DST seems an antiquated notion that has lived long past its perceived benefits.  
My opinion is that the best example of a justification for this was concerning factory workers on multiple shifts, so that they were always in daylight at least once, either before or after their shift.  Even then, it's a bit of a stretch to my imagination to see the importance of that purpose.


----------



## Archive (Apr 26, 2021)

> Note: This post was recovered from the Sh.org archive.Username: SawdyDate: 2019-10-03 22:11:14Reaction Score: 0


Alberta tried recently to join Saskatchewan and do away with DST.  The push back came from multiple sources including sports like Hockey as it interferes with the showing of eastern and western games as you lose the 2 hour gap between eastern and mountain when the east changes and the west doesn't.


----------



## feralimal (Apr 26, 2021)

> Note: This post was recovered from the Sh.org archive.Username: FeralimalDate: 2019-10-03 22:29:41Reaction Score: 3


This issue still - STILL - gets me.  It absolutely affects people!  I recognize this personally and with children.  I would choose to ignore it, but you _cannot_ if you have any engagement with the system.  There is absolutely no sense in changing the time. When do we change other scales, eg when is a metre not a metre, or a pint not a pint?

I'm long of the opinion that it's just done to f*ck with us.  It turns us away from looking to ourselves and light for a natural sense of time,  and gives our governmental administrators an opportunity to jangle our chains.  The fact it has taken so long to even consider doing anything common sense like getting rid of it (100+ years), is an example in itself of how politicians 'represent' our interests.  As if we needed a reminder.


----------



## Dirigible (Apr 26, 2021)

> Note: This post was recovered from the Sh.org archive.Username: DirigibleDate: 2019-10-03 22:55:03Reaction Score: 2


Fall back 30 minutes (split the difference) and never do it again.

I f**king hate this practice.


----------



## SuperTrouper (Apr 26, 2021)

> Note: This post was recovered from the Sh.org archive.Username: SuperTrouperDate: 2019-10-04 00:57:39Reaction Score: 1


You should see the shambles with time zones we have in Australia.

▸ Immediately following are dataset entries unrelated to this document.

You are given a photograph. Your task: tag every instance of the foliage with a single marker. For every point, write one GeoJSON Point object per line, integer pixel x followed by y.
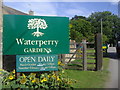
{"type": "Point", "coordinates": [81, 29]}
{"type": "Point", "coordinates": [110, 23]}
{"type": "Point", "coordinates": [45, 80]}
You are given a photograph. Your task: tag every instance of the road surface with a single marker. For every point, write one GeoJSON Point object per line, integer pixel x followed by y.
{"type": "Point", "coordinates": [113, 69]}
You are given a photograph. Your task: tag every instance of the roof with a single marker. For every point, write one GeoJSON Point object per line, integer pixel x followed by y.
{"type": "Point", "coordinates": [8, 10]}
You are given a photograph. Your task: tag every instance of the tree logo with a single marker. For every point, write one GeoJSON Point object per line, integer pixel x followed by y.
{"type": "Point", "coordinates": [37, 23]}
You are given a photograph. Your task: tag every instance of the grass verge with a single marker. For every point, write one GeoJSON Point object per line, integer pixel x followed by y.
{"type": "Point", "coordinates": [89, 79]}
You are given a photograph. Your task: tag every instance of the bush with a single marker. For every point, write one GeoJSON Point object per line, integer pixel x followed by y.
{"type": "Point", "coordinates": [46, 80]}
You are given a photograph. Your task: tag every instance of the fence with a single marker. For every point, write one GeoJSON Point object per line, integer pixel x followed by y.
{"type": "Point", "coordinates": [83, 57]}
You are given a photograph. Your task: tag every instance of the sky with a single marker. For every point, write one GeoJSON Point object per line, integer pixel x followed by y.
{"type": "Point", "coordinates": [64, 8]}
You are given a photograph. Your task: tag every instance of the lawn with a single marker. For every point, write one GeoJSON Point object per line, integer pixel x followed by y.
{"type": "Point", "coordinates": [89, 79]}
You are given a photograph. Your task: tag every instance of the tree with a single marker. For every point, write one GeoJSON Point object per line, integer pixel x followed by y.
{"type": "Point", "coordinates": [81, 29]}
{"type": "Point", "coordinates": [36, 24]}
{"type": "Point", "coordinates": [111, 24]}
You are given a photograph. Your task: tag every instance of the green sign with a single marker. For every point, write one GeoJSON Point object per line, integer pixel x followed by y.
{"type": "Point", "coordinates": [34, 63]}
{"type": "Point", "coordinates": [24, 34]}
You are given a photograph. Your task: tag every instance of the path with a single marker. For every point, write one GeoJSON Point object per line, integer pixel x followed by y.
{"type": "Point", "coordinates": [113, 69]}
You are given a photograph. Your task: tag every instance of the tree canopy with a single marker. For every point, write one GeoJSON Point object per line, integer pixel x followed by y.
{"type": "Point", "coordinates": [83, 27]}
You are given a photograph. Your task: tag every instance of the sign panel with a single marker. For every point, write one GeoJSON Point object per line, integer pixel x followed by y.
{"type": "Point", "coordinates": [24, 34]}
{"type": "Point", "coordinates": [34, 63]}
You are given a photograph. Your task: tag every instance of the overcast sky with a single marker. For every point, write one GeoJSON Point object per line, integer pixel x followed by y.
{"type": "Point", "coordinates": [64, 8]}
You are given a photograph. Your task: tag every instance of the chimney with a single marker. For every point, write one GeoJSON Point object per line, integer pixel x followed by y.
{"type": "Point", "coordinates": [31, 12]}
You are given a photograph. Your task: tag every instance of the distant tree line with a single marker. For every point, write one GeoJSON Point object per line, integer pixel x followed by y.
{"type": "Point", "coordinates": [86, 27]}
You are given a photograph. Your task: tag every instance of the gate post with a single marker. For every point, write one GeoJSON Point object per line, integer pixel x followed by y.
{"type": "Point", "coordinates": [98, 51]}
{"type": "Point", "coordinates": [1, 18]}
{"type": "Point", "coordinates": [84, 55]}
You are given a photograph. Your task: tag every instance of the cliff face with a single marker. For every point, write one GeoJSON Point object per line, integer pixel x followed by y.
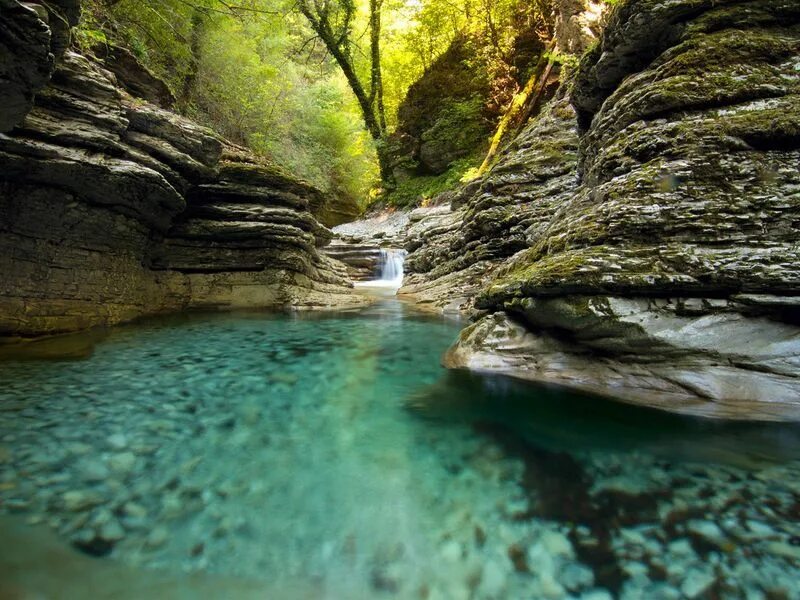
{"type": "Point", "coordinates": [112, 208]}
{"type": "Point", "coordinates": [659, 263]}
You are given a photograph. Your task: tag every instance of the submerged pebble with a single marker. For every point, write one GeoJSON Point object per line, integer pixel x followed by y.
{"type": "Point", "coordinates": [297, 457]}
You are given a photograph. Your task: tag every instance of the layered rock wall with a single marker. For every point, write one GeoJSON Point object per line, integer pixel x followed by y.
{"type": "Point", "coordinates": [663, 270]}
{"type": "Point", "coordinates": [113, 208]}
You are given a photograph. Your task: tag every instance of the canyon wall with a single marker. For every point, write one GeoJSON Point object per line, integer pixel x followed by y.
{"type": "Point", "coordinates": [639, 240]}
{"type": "Point", "coordinates": [112, 207]}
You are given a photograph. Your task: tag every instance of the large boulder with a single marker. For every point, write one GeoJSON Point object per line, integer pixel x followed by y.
{"type": "Point", "coordinates": [112, 208]}
{"type": "Point", "coordinates": [668, 276]}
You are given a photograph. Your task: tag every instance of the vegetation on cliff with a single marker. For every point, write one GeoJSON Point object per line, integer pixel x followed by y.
{"type": "Point", "coordinates": [351, 96]}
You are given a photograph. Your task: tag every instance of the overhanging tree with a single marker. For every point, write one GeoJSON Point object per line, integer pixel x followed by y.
{"type": "Point", "coordinates": [332, 21]}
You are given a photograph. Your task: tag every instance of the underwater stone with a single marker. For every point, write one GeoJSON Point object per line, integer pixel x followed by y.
{"type": "Point", "coordinates": [77, 500]}
{"type": "Point", "coordinates": [697, 582]}
{"type": "Point", "coordinates": [122, 463]}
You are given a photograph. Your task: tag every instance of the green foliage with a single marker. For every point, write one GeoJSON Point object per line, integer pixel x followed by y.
{"type": "Point", "coordinates": [243, 74]}
{"type": "Point", "coordinates": [416, 191]}
{"type": "Point", "coordinates": [253, 71]}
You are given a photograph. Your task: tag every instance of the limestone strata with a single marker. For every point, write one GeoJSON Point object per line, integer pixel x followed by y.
{"type": "Point", "coordinates": [112, 208]}
{"type": "Point", "coordinates": [454, 256]}
{"type": "Point", "coordinates": [669, 277]}
{"type": "Point", "coordinates": [30, 37]}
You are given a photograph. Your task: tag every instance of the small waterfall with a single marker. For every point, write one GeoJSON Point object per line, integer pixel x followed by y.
{"type": "Point", "coordinates": [390, 268]}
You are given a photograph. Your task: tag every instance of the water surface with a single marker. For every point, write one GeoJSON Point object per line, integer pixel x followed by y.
{"type": "Point", "coordinates": [332, 454]}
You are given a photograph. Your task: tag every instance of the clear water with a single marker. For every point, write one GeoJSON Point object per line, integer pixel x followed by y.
{"type": "Point", "coordinates": [333, 452]}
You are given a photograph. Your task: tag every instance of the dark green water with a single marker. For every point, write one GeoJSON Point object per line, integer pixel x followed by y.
{"type": "Point", "coordinates": [335, 451]}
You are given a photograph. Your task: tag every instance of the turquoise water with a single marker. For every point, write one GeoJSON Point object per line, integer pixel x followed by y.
{"type": "Point", "coordinates": [333, 450]}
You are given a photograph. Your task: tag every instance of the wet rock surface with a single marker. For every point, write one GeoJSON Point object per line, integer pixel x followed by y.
{"type": "Point", "coordinates": [672, 190]}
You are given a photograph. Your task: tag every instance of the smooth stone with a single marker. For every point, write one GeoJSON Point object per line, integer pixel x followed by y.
{"type": "Point", "coordinates": [784, 550]}
{"type": "Point", "coordinates": [551, 588]}
{"type": "Point", "coordinates": [540, 560]}
{"type": "Point", "coordinates": [122, 463]}
{"type": "Point", "coordinates": [112, 531]}
{"type": "Point", "coordinates": [451, 551]}
{"type": "Point", "coordinates": [575, 576]}
{"type": "Point", "coordinates": [493, 579]}
{"type": "Point", "coordinates": [680, 548]}
{"type": "Point", "coordinates": [94, 470]}
{"type": "Point", "coordinates": [708, 530]}
{"type": "Point", "coordinates": [137, 511]}
{"type": "Point", "coordinates": [157, 537]}
{"type": "Point", "coordinates": [117, 441]}
{"type": "Point", "coordinates": [556, 543]}
{"type": "Point", "coordinates": [696, 583]}
{"type": "Point", "coordinates": [759, 528]}
{"type": "Point", "coordinates": [76, 500]}
{"type": "Point", "coordinates": [597, 594]}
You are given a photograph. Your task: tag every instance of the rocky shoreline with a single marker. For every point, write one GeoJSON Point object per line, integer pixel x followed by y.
{"type": "Point", "coordinates": [114, 207]}
{"type": "Point", "coordinates": [639, 239]}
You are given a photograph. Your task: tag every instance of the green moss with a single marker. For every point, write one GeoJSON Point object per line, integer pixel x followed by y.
{"type": "Point", "coordinates": [414, 191]}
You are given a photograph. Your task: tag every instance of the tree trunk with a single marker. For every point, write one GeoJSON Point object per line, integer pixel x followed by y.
{"type": "Point", "coordinates": [195, 46]}
{"type": "Point", "coordinates": [374, 118]}
{"type": "Point", "coordinates": [520, 110]}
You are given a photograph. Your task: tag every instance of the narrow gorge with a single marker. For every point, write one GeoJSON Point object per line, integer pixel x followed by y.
{"type": "Point", "coordinates": [490, 301]}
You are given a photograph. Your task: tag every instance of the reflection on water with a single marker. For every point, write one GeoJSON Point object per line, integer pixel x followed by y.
{"type": "Point", "coordinates": [331, 456]}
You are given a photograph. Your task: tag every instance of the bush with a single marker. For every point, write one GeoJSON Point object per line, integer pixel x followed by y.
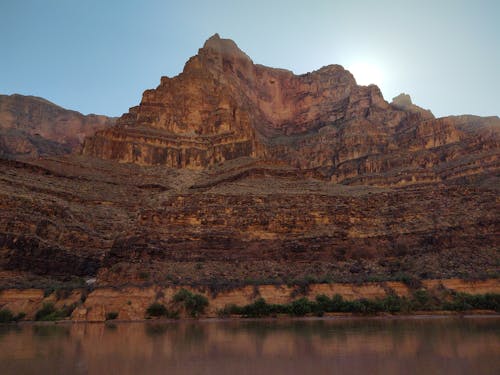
{"type": "Point", "coordinates": [111, 315]}
{"type": "Point", "coordinates": [259, 309]}
{"type": "Point", "coordinates": [194, 304]}
{"type": "Point", "coordinates": [301, 307]}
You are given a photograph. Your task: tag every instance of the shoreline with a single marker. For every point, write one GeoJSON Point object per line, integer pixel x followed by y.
{"type": "Point", "coordinates": [340, 317]}
{"type": "Point", "coordinates": [423, 315]}
{"type": "Point", "coordinates": [446, 297]}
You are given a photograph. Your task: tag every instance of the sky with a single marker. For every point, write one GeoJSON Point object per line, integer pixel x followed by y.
{"type": "Point", "coordinates": [98, 56]}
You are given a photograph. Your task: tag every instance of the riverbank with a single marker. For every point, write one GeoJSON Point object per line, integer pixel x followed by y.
{"type": "Point", "coordinates": [136, 303]}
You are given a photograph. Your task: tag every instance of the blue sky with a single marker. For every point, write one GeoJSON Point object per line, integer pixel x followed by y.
{"type": "Point", "coordinates": [98, 56]}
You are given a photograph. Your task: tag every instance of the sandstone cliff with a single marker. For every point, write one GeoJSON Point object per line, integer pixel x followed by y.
{"type": "Point", "coordinates": [234, 173]}
{"type": "Point", "coordinates": [32, 127]}
{"type": "Point", "coordinates": [224, 107]}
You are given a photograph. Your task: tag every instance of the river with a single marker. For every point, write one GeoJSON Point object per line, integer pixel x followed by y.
{"type": "Point", "coordinates": [415, 345]}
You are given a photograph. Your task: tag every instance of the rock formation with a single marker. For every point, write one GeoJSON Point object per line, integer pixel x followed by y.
{"type": "Point", "coordinates": [32, 127]}
{"type": "Point", "coordinates": [233, 171]}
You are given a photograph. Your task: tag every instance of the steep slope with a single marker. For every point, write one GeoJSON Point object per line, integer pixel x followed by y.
{"type": "Point", "coordinates": [224, 107]}
{"type": "Point", "coordinates": [32, 127]}
{"type": "Point", "coordinates": [233, 172]}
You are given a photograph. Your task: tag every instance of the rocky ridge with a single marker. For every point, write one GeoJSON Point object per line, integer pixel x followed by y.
{"type": "Point", "coordinates": [234, 173]}
{"type": "Point", "coordinates": [31, 127]}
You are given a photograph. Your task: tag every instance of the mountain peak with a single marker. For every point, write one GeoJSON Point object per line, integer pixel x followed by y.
{"type": "Point", "coordinates": [224, 47]}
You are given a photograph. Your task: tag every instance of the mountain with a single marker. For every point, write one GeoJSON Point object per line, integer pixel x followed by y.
{"type": "Point", "coordinates": [223, 107]}
{"type": "Point", "coordinates": [233, 172]}
{"type": "Point", "coordinates": [31, 127]}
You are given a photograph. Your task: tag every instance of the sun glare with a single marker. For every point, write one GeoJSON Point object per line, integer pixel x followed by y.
{"type": "Point", "coordinates": [366, 74]}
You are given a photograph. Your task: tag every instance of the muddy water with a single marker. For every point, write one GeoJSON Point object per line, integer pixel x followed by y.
{"type": "Point", "coordinates": [448, 345]}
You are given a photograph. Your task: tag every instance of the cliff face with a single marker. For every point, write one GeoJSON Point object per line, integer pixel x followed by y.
{"type": "Point", "coordinates": [233, 171]}
{"type": "Point", "coordinates": [224, 107]}
{"type": "Point", "coordinates": [32, 127]}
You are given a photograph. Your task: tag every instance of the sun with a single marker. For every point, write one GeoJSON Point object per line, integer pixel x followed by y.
{"type": "Point", "coordinates": [366, 74]}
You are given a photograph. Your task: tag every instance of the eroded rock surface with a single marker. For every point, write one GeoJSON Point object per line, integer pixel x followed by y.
{"type": "Point", "coordinates": [32, 127]}
{"type": "Point", "coordinates": [235, 173]}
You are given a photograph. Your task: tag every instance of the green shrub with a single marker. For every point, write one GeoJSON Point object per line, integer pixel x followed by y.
{"type": "Point", "coordinates": [258, 309]}
{"type": "Point", "coordinates": [301, 307]}
{"type": "Point", "coordinates": [111, 315]}
{"type": "Point", "coordinates": [195, 304]}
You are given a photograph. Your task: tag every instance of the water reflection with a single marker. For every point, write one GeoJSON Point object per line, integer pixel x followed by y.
{"type": "Point", "coordinates": [345, 346]}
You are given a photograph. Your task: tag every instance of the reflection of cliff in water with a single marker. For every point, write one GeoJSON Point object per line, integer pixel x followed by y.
{"type": "Point", "coordinates": [437, 345]}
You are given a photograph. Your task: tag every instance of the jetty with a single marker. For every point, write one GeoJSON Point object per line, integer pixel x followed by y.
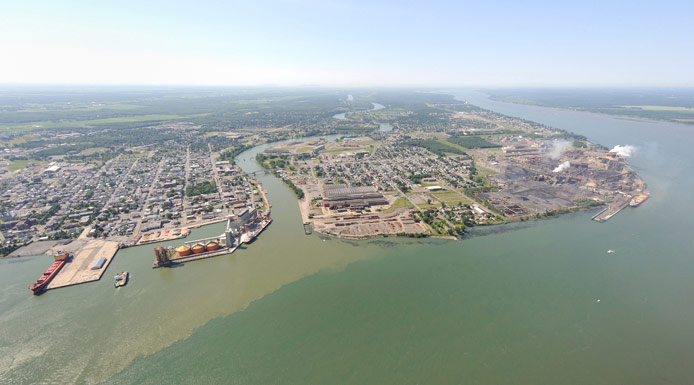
{"type": "Point", "coordinates": [611, 210]}
{"type": "Point", "coordinates": [79, 269]}
{"type": "Point", "coordinates": [240, 229]}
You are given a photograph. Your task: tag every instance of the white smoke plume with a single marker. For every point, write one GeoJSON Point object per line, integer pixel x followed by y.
{"type": "Point", "coordinates": [562, 167]}
{"type": "Point", "coordinates": [624, 151]}
{"type": "Point", "coordinates": [558, 147]}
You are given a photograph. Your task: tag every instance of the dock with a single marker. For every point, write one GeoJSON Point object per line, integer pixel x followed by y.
{"type": "Point", "coordinates": [196, 257]}
{"type": "Point", "coordinates": [78, 270]}
{"type": "Point", "coordinates": [610, 211]}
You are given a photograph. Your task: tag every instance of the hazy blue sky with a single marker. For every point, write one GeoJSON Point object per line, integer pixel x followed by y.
{"type": "Point", "coordinates": [348, 43]}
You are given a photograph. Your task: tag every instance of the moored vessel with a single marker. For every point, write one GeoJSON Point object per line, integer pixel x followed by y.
{"type": "Point", "coordinates": [121, 279]}
{"type": "Point", "coordinates": [211, 246]}
{"type": "Point", "coordinates": [182, 251]}
{"type": "Point", "coordinates": [639, 199]}
{"type": "Point", "coordinates": [40, 285]}
{"type": "Point", "coordinates": [198, 248]}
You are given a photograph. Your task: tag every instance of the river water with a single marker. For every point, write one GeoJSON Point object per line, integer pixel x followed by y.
{"type": "Point", "coordinates": [509, 305]}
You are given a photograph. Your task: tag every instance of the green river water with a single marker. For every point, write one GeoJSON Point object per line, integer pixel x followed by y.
{"type": "Point", "coordinates": [513, 304]}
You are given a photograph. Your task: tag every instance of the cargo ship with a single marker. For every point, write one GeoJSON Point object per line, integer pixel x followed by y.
{"type": "Point", "coordinates": [40, 285]}
{"type": "Point", "coordinates": [639, 199]}
{"type": "Point", "coordinates": [121, 279]}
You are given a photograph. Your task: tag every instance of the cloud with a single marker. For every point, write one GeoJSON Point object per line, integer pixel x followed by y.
{"type": "Point", "coordinates": [562, 167]}
{"type": "Point", "coordinates": [624, 151]}
{"type": "Point", "coordinates": [558, 147]}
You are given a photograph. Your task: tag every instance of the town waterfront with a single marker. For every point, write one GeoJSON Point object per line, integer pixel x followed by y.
{"type": "Point", "coordinates": [537, 302]}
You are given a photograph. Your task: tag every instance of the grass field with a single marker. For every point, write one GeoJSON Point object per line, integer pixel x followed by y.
{"type": "Point", "coordinates": [17, 165]}
{"type": "Point", "coordinates": [447, 143]}
{"type": "Point", "coordinates": [450, 198]}
{"type": "Point", "coordinates": [23, 139]}
{"type": "Point", "coordinates": [400, 202]}
{"type": "Point", "coordinates": [96, 122]}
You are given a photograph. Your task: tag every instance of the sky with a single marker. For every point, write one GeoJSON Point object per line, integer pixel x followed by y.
{"type": "Point", "coordinates": [348, 43]}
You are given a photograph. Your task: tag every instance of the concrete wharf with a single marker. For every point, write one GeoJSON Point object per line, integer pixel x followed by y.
{"type": "Point", "coordinates": [78, 270]}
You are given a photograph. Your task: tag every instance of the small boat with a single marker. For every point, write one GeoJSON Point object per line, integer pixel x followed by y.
{"type": "Point", "coordinates": [121, 279]}
{"type": "Point", "coordinates": [639, 199]}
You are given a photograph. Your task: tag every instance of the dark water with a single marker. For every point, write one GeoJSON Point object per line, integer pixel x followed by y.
{"type": "Point", "coordinates": [513, 305]}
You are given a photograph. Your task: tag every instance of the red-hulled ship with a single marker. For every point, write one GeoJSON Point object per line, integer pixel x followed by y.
{"type": "Point", "coordinates": [43, 281]}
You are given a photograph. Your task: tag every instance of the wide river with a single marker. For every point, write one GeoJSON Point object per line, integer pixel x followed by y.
{"type": "Point", "coordinates": [508, 305]}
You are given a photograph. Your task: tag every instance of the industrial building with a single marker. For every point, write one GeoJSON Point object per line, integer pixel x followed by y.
{"type": "Point", "coordinates": [341, 195]}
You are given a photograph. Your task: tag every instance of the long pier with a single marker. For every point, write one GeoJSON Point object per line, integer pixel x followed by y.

Some states and territories (NSW, VIC, ACT, TAS, SA) observe daylight savings, while others (QLD, WA and NT) don't. So for six months each year (Oct to Apr), you have a state located further west (SA) ahead in time by 30 min than a state located further east (QLD). Moreover, it makes it extra confusing for tourists flying out of Gold Coast airport, which is located smack on the NSW-QLD border, with people not knowing which time zone it is in.


----------



## Archive (Apr 26, 2021)

> Note: This post was recovered from the Sh.org archive.Username: jd755Date: 2019-10-04 11:34:21Reaction Score: 2


My father said that during WWII there was double British Summer Time, so a two hour jump not one, supposedly to help secure the blackout. Must have played merry hell with any 'timed event'. Easy and deliberate obfuscation of actual/fictional events 'of war'?


----------



## AgentOrange5 (Apr 26, 2021)

> Note: This post was recovered from the Sh.org archive.Username: AgentOrange5Date: 2019-10-04 14:44:17Reaction Score: 5


I hate, hate, hate Daylight Saving Time (and as a Mandela Effect believer, I do believe it used to be Daylight Savings Time, but I digress.)

End Day Light Saving Time

It has been show that more car accidents occur the Monday after the spring jump ahead, so not only it DST extremely annoying and disruptive, it has caused fatalities. There is no benefit to it, and how could there be a benefit to it? As one analogy says, it's like cutting an inch off the bottom of the blanket and sewing it to the top, to make the blanket longer. The amount of sun is exactly the same, and artificially changing the time on a clock doesn't change that. People will use either more artificial lights in the morning, or in the evening, so I'm skeptical that there is any electricity savings at all with it. 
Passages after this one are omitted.